Like the polar bear on the opposite pole, the emperor penguin endures almost unfathomable hardships to breed and nurture each new generation — fasting for months through the planet’s harshest winter weather, sustained only by stored energy from a long-ago feed from the sea. If its onshore waddle doesn’t exactly confer nobility on the emperor, its remarkable underwater grace surely does. Yet this extraordinary bird faces new and extraordinary pressures — most ominously, the rapid acceleration of global warming. And the emperor is not alone: more than half of the world’s 19 penguin species are in danger of extinction since krill, the keystone of the Antarctic marine food chain, has declined by as much 80 percent since the 1970s over large areas of the Southern Ocean. The chief culprit: global warming. Many penguin species also compete with industrial fisheries for food, and their survival and reproduction rely on a delicate balance, to which a single disruption can become catastrophic.
Determined to keep global warming from finally tipping the odds too heavily against the survival of the planet’s penguins, the Center filed a scientific petition in 2006 to gain Endangered Species Act protection for 12 of the most imperiled penguin species. In July 2007, the U.S. Fish and Wildlife Service found that 10 species — the emperor, erect-crested, Fiordland crested, white-flippered, macaroni, Humboldt, African, yellow-eyed, and northern and southern rockhopper penguins — may warrant federal protection. But the Service missed its deadline to actually bestow that protection on any of the petitioned-for penguins, prompting the Center to file suit in February 2008 to compel the agency to take action.

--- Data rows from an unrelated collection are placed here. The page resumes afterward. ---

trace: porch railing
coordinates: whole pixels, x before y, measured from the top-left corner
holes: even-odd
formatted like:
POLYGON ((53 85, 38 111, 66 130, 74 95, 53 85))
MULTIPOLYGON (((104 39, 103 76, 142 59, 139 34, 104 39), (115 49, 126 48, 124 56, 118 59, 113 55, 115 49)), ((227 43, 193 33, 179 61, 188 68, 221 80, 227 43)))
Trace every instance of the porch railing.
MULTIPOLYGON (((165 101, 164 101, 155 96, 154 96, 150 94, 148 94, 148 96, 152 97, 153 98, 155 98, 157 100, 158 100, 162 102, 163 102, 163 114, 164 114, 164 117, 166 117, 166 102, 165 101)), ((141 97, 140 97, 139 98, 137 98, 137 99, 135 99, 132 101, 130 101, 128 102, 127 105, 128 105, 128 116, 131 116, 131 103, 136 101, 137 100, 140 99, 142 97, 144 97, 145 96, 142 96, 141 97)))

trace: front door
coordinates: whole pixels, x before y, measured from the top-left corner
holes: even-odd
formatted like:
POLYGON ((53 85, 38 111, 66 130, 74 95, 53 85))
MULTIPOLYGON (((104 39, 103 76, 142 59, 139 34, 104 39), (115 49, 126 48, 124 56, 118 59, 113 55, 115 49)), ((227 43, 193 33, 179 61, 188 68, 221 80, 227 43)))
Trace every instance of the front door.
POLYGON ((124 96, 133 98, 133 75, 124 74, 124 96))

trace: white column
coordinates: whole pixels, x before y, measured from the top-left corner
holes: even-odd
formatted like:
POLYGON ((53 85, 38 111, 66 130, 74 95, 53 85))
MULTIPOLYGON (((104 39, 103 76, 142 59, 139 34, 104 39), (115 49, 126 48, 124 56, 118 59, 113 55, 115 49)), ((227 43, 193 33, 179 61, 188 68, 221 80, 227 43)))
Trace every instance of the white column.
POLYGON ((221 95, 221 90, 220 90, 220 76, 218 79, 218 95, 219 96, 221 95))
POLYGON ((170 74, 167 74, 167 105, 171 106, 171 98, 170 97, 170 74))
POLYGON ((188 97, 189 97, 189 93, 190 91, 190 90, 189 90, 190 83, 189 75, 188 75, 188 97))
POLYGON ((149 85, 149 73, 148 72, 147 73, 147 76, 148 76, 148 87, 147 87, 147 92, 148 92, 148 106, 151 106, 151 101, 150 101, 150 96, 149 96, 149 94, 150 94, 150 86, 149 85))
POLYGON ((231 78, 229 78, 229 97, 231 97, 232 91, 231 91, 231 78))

As a result, in December 2008 the Service proposed protection for seven species — the African, yellow-eyed, white-flippered, Fiordland crested, Humboldt, erect-crested and southern rockhopper penguins — but denied it for three, the emperor, macaroni and northern rockhopper penguins. The next fall, we and Turtle Island Restoration Network warned we’d sue to protect emperors and rockhoppers. And when the Service still hadn’t moved forward on protecting seven of the penguins it found might warrant listing, we sued in March 2010; the same year, six penguins were listed: the Humboldt, yellow-eyed, white-flippered, Fiordland crested, erect-crested and African penguins. The next year, southern rockhoppers in Australia and New Zealand were listed as threatened. We’re still seeking federal help for emperor penguins — in November 2011, we filed a petition for their protection.